Uma linguagem para o privado
Donoghue não explora a relação entre o carrasco e as suas vítimas a não ser no estritamente necessário para se perceber o seu papel – determinante – no vínculo que se cria entre mãe e filho. É aí, nesse universo muito privado que a escritora situa o livro. Como poderia uma adaptação ao cinema entrar nesse espaço sem o deturpar? “Ao escrever o argumento, a minha grande preocupação foi evitar qualquer tipo de voyeurismo, sentimentalismo ou uma excessiva dependência de ferramentas literárias, como a voz-off”, diz.    
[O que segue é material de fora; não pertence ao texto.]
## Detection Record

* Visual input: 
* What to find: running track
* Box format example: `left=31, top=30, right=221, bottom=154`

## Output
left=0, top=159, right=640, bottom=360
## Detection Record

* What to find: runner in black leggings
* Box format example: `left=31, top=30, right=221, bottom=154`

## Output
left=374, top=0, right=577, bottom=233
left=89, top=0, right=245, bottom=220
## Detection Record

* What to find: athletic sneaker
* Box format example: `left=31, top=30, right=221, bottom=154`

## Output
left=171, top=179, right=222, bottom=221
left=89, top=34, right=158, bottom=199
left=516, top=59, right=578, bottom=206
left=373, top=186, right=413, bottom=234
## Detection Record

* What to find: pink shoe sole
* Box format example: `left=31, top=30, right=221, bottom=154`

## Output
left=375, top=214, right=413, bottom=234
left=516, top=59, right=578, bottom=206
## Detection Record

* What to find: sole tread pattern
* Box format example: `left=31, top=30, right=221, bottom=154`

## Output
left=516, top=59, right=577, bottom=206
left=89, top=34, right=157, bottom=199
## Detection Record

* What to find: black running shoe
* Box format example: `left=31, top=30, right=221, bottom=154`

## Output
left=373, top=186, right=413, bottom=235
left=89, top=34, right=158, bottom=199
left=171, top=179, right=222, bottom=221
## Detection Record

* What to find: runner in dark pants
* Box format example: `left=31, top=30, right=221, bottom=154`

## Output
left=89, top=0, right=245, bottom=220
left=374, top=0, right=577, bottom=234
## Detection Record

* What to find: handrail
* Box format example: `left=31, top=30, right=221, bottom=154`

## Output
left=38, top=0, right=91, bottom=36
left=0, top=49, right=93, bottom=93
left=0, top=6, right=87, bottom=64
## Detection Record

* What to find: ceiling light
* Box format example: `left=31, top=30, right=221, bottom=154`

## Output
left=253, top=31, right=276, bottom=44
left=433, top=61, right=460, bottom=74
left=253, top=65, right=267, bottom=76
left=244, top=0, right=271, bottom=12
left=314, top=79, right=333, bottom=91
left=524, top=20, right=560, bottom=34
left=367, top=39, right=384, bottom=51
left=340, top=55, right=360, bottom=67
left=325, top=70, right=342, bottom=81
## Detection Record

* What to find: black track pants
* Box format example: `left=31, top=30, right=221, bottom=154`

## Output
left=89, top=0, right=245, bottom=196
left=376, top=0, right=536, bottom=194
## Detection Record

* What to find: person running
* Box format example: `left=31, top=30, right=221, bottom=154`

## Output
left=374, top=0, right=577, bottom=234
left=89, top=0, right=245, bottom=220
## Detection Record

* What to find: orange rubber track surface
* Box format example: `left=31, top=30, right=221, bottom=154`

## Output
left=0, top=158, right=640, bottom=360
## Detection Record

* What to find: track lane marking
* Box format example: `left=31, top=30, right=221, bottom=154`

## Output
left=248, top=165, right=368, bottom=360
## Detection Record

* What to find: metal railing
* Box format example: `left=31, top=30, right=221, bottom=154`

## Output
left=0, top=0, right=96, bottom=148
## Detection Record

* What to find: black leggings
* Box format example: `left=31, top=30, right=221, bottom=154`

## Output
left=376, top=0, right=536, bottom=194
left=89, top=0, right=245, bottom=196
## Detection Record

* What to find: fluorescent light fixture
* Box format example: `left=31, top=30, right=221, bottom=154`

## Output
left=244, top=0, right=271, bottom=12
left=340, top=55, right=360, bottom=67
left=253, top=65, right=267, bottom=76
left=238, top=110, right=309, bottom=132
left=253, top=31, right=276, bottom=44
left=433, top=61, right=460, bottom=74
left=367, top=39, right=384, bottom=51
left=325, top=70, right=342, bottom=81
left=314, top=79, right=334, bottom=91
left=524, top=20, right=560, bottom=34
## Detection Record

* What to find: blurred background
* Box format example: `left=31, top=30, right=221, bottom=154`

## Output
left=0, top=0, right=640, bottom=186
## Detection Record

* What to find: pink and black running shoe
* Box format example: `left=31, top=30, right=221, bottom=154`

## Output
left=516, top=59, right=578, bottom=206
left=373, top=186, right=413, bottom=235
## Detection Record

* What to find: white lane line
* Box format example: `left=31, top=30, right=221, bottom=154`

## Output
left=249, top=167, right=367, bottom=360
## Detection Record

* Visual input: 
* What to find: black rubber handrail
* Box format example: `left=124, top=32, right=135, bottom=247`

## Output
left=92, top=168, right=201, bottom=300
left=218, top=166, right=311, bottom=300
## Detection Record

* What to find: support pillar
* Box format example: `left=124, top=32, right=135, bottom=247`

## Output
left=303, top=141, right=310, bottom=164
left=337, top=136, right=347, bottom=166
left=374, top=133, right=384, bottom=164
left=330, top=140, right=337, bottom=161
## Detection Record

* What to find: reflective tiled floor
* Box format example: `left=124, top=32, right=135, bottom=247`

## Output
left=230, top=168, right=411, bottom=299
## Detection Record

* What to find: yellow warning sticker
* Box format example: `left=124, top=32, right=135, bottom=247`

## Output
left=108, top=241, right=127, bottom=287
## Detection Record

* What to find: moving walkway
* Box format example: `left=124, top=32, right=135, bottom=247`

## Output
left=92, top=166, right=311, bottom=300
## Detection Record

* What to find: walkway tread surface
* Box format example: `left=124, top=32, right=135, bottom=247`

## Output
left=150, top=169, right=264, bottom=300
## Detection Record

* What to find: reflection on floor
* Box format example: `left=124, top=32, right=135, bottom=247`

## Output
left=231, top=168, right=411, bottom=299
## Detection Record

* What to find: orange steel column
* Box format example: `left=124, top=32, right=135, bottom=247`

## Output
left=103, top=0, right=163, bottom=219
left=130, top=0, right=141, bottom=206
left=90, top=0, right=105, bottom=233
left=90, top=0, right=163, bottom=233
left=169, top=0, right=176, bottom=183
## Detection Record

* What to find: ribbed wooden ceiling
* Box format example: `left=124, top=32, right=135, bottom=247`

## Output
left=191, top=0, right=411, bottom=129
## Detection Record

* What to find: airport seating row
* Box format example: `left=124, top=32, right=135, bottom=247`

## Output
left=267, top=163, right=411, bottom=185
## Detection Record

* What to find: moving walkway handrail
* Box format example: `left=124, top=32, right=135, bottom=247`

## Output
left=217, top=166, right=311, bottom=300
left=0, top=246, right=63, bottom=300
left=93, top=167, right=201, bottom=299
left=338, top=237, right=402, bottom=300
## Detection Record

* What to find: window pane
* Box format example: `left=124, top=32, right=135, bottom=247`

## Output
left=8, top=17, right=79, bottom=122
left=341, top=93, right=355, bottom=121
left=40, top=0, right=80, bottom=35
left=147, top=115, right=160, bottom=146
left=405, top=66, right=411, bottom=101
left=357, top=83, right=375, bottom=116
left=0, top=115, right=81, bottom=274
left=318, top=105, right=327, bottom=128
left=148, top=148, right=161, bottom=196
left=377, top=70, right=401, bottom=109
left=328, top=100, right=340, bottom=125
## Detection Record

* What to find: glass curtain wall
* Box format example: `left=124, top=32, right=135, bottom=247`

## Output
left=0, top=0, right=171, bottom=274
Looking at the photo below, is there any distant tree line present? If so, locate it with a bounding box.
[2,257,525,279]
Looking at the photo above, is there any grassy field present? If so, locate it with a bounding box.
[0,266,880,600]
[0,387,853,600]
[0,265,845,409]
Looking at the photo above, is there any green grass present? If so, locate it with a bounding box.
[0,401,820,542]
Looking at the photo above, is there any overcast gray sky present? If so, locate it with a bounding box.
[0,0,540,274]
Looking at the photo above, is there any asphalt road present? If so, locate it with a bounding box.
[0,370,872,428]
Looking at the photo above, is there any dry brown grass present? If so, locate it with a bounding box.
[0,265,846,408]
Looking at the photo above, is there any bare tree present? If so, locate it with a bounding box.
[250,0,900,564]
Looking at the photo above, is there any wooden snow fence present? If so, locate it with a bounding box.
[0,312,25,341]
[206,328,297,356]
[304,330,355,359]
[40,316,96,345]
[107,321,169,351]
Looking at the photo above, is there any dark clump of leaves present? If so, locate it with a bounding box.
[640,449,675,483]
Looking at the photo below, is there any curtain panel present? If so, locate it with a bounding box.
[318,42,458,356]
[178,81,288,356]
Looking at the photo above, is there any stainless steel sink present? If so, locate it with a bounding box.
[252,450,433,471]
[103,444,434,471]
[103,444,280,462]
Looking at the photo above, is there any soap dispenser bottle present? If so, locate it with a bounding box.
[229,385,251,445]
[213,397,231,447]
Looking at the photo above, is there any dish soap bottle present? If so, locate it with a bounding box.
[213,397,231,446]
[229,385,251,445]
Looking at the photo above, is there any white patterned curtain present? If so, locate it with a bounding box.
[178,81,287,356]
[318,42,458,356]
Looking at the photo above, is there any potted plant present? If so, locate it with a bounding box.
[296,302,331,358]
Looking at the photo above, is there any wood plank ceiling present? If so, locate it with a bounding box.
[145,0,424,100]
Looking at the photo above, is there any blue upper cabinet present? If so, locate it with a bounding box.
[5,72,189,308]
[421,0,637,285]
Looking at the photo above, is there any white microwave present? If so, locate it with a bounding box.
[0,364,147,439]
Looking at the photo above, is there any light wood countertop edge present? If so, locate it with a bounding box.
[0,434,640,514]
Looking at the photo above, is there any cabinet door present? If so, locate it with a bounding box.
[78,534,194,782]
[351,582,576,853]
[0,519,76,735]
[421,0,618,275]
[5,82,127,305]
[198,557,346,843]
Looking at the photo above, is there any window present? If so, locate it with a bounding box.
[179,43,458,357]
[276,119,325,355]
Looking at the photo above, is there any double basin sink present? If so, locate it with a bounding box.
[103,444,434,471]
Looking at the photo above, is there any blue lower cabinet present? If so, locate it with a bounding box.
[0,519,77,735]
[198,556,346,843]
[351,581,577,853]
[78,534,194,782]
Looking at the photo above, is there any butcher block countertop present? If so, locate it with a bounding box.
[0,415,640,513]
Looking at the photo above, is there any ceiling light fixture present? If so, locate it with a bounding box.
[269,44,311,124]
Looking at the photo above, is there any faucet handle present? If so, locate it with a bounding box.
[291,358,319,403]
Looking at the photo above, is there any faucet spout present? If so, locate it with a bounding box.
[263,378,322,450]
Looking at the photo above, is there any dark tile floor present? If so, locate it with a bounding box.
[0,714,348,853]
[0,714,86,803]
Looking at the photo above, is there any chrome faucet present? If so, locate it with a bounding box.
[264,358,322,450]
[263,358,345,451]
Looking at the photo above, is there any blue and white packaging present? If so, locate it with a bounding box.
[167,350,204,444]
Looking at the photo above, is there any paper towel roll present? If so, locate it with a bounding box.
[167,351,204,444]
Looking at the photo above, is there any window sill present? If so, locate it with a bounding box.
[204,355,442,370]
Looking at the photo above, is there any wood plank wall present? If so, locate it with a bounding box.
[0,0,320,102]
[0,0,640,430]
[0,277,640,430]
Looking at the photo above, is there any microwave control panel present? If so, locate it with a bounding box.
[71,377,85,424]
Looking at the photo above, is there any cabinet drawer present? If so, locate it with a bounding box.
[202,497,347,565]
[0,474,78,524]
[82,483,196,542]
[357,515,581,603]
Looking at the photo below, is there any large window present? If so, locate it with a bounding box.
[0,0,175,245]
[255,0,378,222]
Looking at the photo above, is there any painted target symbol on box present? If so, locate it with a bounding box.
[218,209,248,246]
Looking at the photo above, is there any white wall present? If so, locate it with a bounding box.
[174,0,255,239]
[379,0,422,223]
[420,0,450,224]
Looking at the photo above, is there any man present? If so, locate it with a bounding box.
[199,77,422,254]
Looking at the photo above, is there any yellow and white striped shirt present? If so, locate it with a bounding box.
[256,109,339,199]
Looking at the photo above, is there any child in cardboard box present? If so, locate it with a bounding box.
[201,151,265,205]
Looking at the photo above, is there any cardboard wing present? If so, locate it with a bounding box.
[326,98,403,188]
No livro, conhecemos Jack e a “Mamã” no dia em que ele completa cinco anos. “Hoje faço 5 anos. Ontem à noite, quando fui dormir para o Guarda-Fatos, tinha 4 anos mas quando acordei na cama às escuras, já tinha 5 anos, abracadabra. Antes disso tinha 3 e antes 2 e antes 1 e antes 0.” São as primeiras palavras do livro até à pergunta que se sucede de imediato e esclarece acerca do tom em que será feita a narrativa: “Eu cheguei a ser um número abaixo de 0?”. Narrado na primeira pessoa por um rapaz de 5 anos criado nestas circunstâncias excepcionais, O Quarto de Jack é antes de mais um exercício de linguagem marcado por uma grande contenção emocional e delicadeza no modo como explora um tema fácil de derrapar no óbvio. A consciência desse risco levou a que Donoghue tomasse algumas precauções. O caso Fritzl, mas também o de Natasha Kampusch (em cativeiro entre os 10 e os 18 anos) tornavam o tema actual. Ao ler o livro, a sua agente disse-lhe que não deveria tardar a que surgissem propostas para o levar ao cinema. A escritora não estava disposta a confiar essa tarefa a ninguém e decidiu tentar contrariar a tendência de o autor do romance não ser o mesmo do argumento a que dá origem. “Escrevi o primeiro esboço do argumento ainda antes de o romance ter sido publicado, só para me dar a oportunidade de tentar que ficasse como eu queria, antes que alguém pudesse pôr em evidência a minha inexperiência e me aconselhasse a não o fazer ou a fazê-lo de modo diferente”, refere.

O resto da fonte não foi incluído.